Later on Hortense would have an affair with Louis I of Monaco (yes, a Grimaldi whose descendant married Grace Kelly) and so on and so on. She lived out the rest of her years in England under the protection of subsequent monarchs and engaging in the profligate lifestyle to which she had become accustomed, until her death in 1699.But as the saying goes, there is no rest for the wicked and upon her death, hubby from hell reappeared and had her body exhumed so that he could take it back to France. So that she could be given a proper burial? Noooo…..boys and girls. So that he could keep the decomposing corpse by his side as he traveled through France. Yep, until royal decree demanded that he finally bury her.
Some relationships are hard to shake but this is ridiculous!
The rest of the “Mazarinettes” lived flamboyant lifestyles and also caused scandal throughout the courts of Europe. But their antics paled in comparison to those of Hortense and Marie. Thanks to their Uncle’s machinations and the sizable dowries he bequethed, the girls were able to secure some good catches. Their husband’s names reads like a history book of who’s who in the 17cc. I focused mainly on the two Mancini sisters because their lives were so unbelievable. Being that this is a costume blog, I also wanted to focus one the court costumes of Hortense. Since she was the one with the high profile lifestyle, she became a bit of a Fashion Plate and this sensibility was obviously reflected in her style of dressing as shown in the pictures posted here.

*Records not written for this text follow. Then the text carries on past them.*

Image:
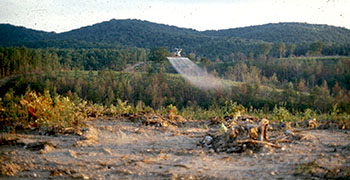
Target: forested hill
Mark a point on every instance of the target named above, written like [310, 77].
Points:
[288, 33]
[211, 44]
[137, 33]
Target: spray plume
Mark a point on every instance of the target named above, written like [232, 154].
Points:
[194, 74]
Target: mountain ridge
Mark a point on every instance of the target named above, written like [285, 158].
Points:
[146, 34]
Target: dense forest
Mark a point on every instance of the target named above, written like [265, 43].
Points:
[299, 83]
[282, 39]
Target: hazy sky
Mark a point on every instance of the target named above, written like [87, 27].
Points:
[65, 15]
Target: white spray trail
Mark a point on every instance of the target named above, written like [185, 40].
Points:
[193, 73]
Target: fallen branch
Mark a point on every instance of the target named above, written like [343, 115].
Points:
[258, 142]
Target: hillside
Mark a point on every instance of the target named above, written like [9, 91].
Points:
[287, 33]
[211, 44]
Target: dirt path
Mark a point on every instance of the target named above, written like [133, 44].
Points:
[117, 149]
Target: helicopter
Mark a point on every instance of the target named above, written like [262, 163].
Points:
[178, 52]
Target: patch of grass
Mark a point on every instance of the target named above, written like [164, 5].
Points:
[34, 110]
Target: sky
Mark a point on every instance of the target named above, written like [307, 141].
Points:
[65, 15]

The Early Baroque/Restoration period was a transitional one in every sense of the word. Almost every costume conceit imaginable was represented on the style of dress. And you can see the transitory nature of this period in the different styles of dress worn by Hortense. In her earlier portraits you can see here trussed up in ribbons from the late Italian Renaissance and from there she goes to exposing a nipple which was a typical conceit of the French Mannerist painting style. In Louis’ court you see her in a very elaborate riding gear ready to engage in ‘La Chase’ with the Sun King. Finally there are the later ’swooning gowns’ of the Restoration court of Charles II. These dresses gave the wearer a ‘disheveled’ appearance with the bodice pulled down to almost exposing a nipple. Yes, these gowns were engineered to fall right off the body at a moments notice in order to facilitate an intimate trust with his majesty whoever he or she may be.